A lightweight Python tool for generating rich summary statistics of pandas and Polars dataframes directly in the console.
Skimpy is a Python library that provides detailed, formatted summary statistics for pandas and Polars dataframes directly within the console or interactive Python environment. It enhances exploratory data analysis by offering a more comprehensive and visually appealing alternative to basic methods like `df.describe()`, helping data scientists quickly understand their data's structure and characteristics.
Data scientists and analysts working with pandas or Polars dataframes who need quick, detailed summaries during exploratory data analysis in interactive environments like Jupyter notebooks or the Python console.
Developers choose Skimpy because it delivers immediate, actionable insights with rich, color-coded output tailored to different data types, all without leaving the console, making it faster and more visually informative than standard describe methods.
skimpy is a light weight tool that provides summary statistics about variables in data frames within the console.
Open-Awesome is built by the community, for the community. Submit a project, suggest an awesome list, or help improve the catalog on GitHub.

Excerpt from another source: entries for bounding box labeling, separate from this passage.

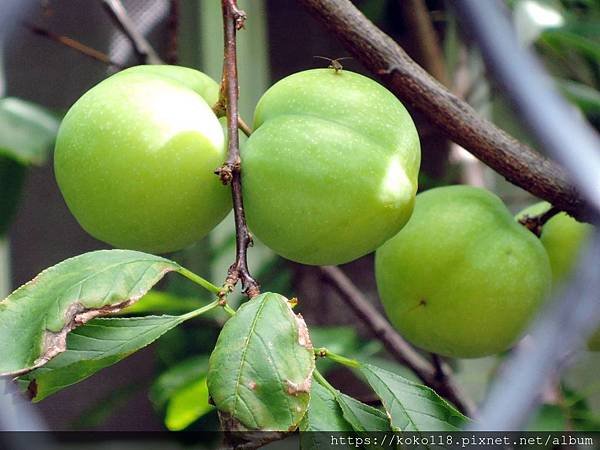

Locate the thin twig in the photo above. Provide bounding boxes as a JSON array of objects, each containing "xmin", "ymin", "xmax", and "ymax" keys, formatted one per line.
[
  {"xmin": 23, "ymin": 22, "xmax": 125, "ymax": 69},
  {"xmin": 215, "ymin": 0, "xmax": 260, "ymax": 299},
  {"xmin": 299, "ymin": 0, "xmax": 595, "ymax": 221},
  {"xmin": 320, "ymin": 266, "xmax": 475, "ymax": 416},
  {"xmin": 102, "ymin": 0, "xmax": 164, "ymax": 64},
  {"xmin": 238, "ymin": 117, "xmax": 252, "ymax": 137},
  {"xmin": 519, "ymin": 206, "xmax": 561, "ymax": 237}
]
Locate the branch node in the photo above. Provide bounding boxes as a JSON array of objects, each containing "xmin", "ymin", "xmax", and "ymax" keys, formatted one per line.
[{"xmin": 519, "ymin": 206, "xmax": 561, "ymax": 237}]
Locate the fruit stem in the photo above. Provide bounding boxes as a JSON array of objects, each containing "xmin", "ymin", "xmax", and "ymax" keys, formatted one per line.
[
  {"xmin": 315, "ymin": 347, "xmax": 360, "ymax": 368},
  {"xmin": 178, "ymin": 267, "xmax": 221, "ymax": 294},
  {"xmin": 181, "ymin": 299, "xmax": 220, "ymax": 320},
  {"xmin": 215, "ymin": 0, "xmax": 260, "ymax": 299}
]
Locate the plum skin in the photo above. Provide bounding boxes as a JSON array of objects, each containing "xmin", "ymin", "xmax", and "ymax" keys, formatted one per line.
[
  {"xmin": 241, "ymin": 69, "xmax": 420, "ymax": 265},
  {"xmin": 375, "ymin": 186, "xmax": 551, "ymax": 358},
  {"xmin": 54, "ymin": 66, "xmax": 231, "ymax": 253}
]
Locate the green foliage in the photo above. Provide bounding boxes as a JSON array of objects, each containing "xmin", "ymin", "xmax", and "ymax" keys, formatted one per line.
[
  {"xmin": 0, "ymin": 250, "xmax": 217, "ymax": 375},
  {"xmin": 150, "ymin": 355, "xmax": 213, "ymax": 430},
  {"xmin": 208, "ymin": 293, "xmax": 314, "ymax": 431},
  {"xmin": 165, "ymin": 375, "xmax": 213, "ymax": 431},
  {"xmin": 300, "ymin": 379, "xmax": 353, "ymax": 432},
  {"xmin": 336, "ymin": 394, "xmax": 391, "ymax": 432},
  {"xmin": 0, "ymin": 97, "xmax": 58, "ymax": 236},
  {"xmin": 360, "ymin": 364, "xmax": 468, "ymax": 431},
  {"xmin": 21, "ymin": 314, "xmax": 211, "ymax": 402}
]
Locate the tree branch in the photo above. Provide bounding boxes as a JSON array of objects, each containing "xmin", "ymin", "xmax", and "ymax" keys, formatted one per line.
[
  {"xmin": 398, "ymin": 0, "xmax": 450, "ymax": 86},
  {"xmin": 102, "ymin": 0, "xmax": 164, "ymax": 64},
  {"xmin": 299, "ymin": 0, "xmax": 594, "ymax": 221},
  {"xmin": 320, "ymin": 266, "xmax": 475, "ymax": 416},
  {"xmin": 23, "ymin": 23, "xmax": 125, "ymax": 70},
  {"xmin": 519, "ymin": 206, "xmax": 560, "ymax": 237},
  {"xmin": 215, "ymin": 0, "xmax": 260, "ymax": 299}
]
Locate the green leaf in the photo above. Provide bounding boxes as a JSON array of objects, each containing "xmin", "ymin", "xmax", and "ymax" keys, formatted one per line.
[
  {"xmin": 0, "ymin": 98, "xmax": 59, "ymax": 165},
  {"xmin": 150, "ymin": 355, "xmax": 208, "ymax": 408},
  {"xmin": 0, "ymin": 250, "xmax": 182, "ymax": 376},
  {"xmin": 360, "ymin": 364, "xmax": 468, "ymax": 431},
  {"xmin": 208, "ymin": 293, "xmax": 315, "ymax": 431},
  {"xmin": 337, "ymin": 394, "xmax": 392, "ymax": 432},
  {"xmin": 300, "ymin": 379, "xmax": 353, "ymax": 431},
  {"xmin": 118, "ymin": 291, "xmax": 207, "ymax": 315},
  {"xmin": 0, "ymin": 155, "xmax": 27, "ymax": 236},
  {"xmin": 20, "ymin": 314, "xmax": 202, "ymax": 402},
  {"xmin": 300, "ymin": 378, "xmax": 354, "ymax": 449},
  {"xmin": 165, "ymin": 376, "xmax": 213, "ymax": 431}
]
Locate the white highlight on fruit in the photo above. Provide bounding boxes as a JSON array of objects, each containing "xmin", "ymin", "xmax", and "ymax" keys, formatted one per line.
[
  {"xmin": 379, "ymin": 156, "xmax": 412, "ymax": 204},
  {"xmin": 513, "ymin": 0, "xmax": 565, "ymax": 45}
]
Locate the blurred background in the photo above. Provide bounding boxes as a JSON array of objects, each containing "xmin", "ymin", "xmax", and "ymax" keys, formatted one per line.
[{"xmin": 0, "ymin": 0, "xmax": 600, "ymax": 436}]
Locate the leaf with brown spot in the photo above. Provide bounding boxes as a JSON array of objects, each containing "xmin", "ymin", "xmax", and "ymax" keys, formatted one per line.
[
  {"xmin": 208, "ymin": 292, "xmax": 315, "ymax": 432},
  {"xmin": 0, "ymin": 250, "xmax": 182, "ymax": 376}
]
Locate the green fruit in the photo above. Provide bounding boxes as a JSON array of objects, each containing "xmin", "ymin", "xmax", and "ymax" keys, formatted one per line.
[
  {"xmin": 517, "ymin": 202, "xmax": 600, "ymax": 351},
  {"xmin": 242, "ymin": 69, "xmax": 420, "ymax": 264},
  {"xmin": 375, "ymin": 186, "xmax": 551, "ymax": 358},
  {"xmin": 54, "ymin": 66, "xmax": 231, "ymax": 253}
]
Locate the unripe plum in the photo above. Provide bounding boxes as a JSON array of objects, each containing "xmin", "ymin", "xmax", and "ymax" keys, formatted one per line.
[
  {"xmin": 242, "ymin": 69, "xmax": 420, "ymax": 264},
  {"xmin": 375, "ymin": 186, "xmax": 551, "ymax": 358},
  {"xmin": 54, "ymin": 66, "xmax": 231, "ymax": 253}
]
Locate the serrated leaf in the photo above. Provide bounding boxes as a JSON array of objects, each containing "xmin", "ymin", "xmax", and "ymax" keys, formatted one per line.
[
  {"xmin": 359, "ymin": 364, "xmax": 469, "ymax": 431},
  {"xmin": 19, "ymin": 315, "xmax": 195, "ymax": 402},
  {"xmin": 300, "ymin": 380, "xmax": 353, "ymax": 431},
  {"xmin": 118, "ymin": 291, "xmax": 207, "ymax": 315},
  {"xmin": 208, "ymin": 293, "xmax": 315, "ymax": 431},
  {"xmin": 299, "ymin": 379, "xmax": 354, "ymax": 450},
  {"xmin": 0, "ymin": 98, "xmax": 59, "ymax": 165},
  {"xmin": 337, "ymin": 394, "xmax": 392, "ymax": 432},
  {"xmin": 165, "ymin": 376, "xmax": 213, "ymax": 431},
  {"xmin": 0, "ymin": 250, "xmax": 181, "ymax": 376}
]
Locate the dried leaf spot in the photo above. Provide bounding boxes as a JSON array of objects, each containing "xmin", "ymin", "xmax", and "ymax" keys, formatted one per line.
[
  {"xmin": 294, "ymin": 314, "xmax": 313, "ymax": 352},
  {"xmin": 285, "ymin": 377, "xmax": 311, "ymax": 396}
]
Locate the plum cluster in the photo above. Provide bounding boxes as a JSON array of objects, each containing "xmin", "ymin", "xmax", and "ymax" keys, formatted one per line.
[{"xmin": 55, "ymin": 66, "xmax": 600, "ymax": 358}]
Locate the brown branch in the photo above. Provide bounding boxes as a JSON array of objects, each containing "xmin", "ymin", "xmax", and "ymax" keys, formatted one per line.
[
  {"xmin": 320, "ymin": 266, "xmax": 475, "ymax": 416},
  {"xmin": 215, "ymin": 0, "xmax": 260, "ymax": 299},
  {"xmin": 23, "ymin": 23, "xmax": 125, "ymax": 69},
  {"xmin": 398, "ymin": 0, "xmax": 450, "ymax": 86},
  {"xmin": 102, "ymin": 0, "xmax": 164, "ymax": 64},
  {"xmin": 519, "ymin": 206, "xmax": 560, "ymax": 237},
  {"xmin": 299, "ymin": 0, "xmax": 593, "ymax": 221}
]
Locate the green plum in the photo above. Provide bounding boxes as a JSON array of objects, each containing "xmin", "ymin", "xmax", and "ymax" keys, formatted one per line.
[
  {"xmin": 242, "ymin": 69, "xmax": 420, "ymax": 265},
  {"xmin": 517, "ymin": 202, "xmax": 600, "ymax": 351},
  {"xmin": 375, "ymin": 186, "xmax": 551, "ymax": 358},
  {"xmin": 54, "ymin": 66, "xmax": 231, "ymax": 253}
]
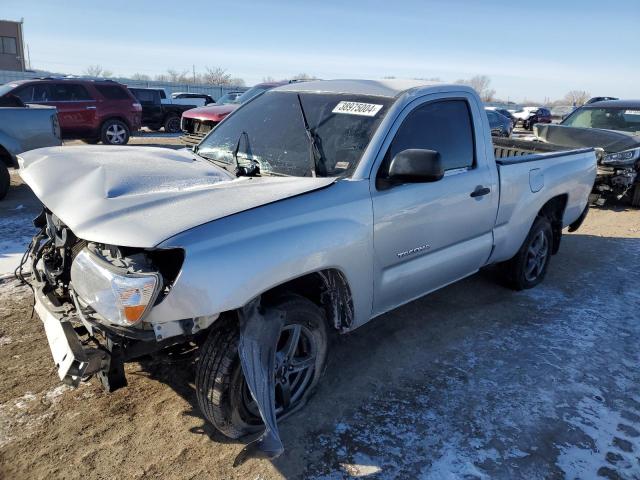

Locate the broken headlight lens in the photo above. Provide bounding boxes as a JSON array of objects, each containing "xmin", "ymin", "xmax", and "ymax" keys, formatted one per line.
[
  {"xmin": 602, "ymin": 148, "xmax": 640, "ymax": 166},
  {"xmin": 71, "ymin": 248, "xmax": 161, "ymax": 326}
]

Leverages the Rich library to display color-coded, formatted tables in the console, as shown in the example with separate sections for numeric, categorical, datetime, and other data types, enhancing readability during exploratory analysis.
Works with both pandas and Polars dataframes, adapting summaries to each library's data types, which is explicitly mentioned in the key features and allows flexibility across popular Python data tools.
Provides tailored metrics per column type, including missing values, percentiles, histograms, and uniqueness for numerics, categories, strings, and datetimes, going far beyond basic df.describe().
Offers a simple skim() function and a generate_test_data() utility for immediate experimentation, minimizing setup time in interactive environments like Jupyter notebooks.
The README explicitly recommends setting data types manually for 'richer statistical summaries,' indicating that automatic detection can be inaccurate or less detailed, potentially leading to suboptimal outputs.
Designed solely for interactive console use; it lacks built-in export options to files or integration with web-based dashboards, making it unsuitable for automated reporting workflows.
Focuses on predefined summary formats without obvious configuration for adjusting metrics, thresholds, or output styling, which may restrict advanced users who need tailored summaries.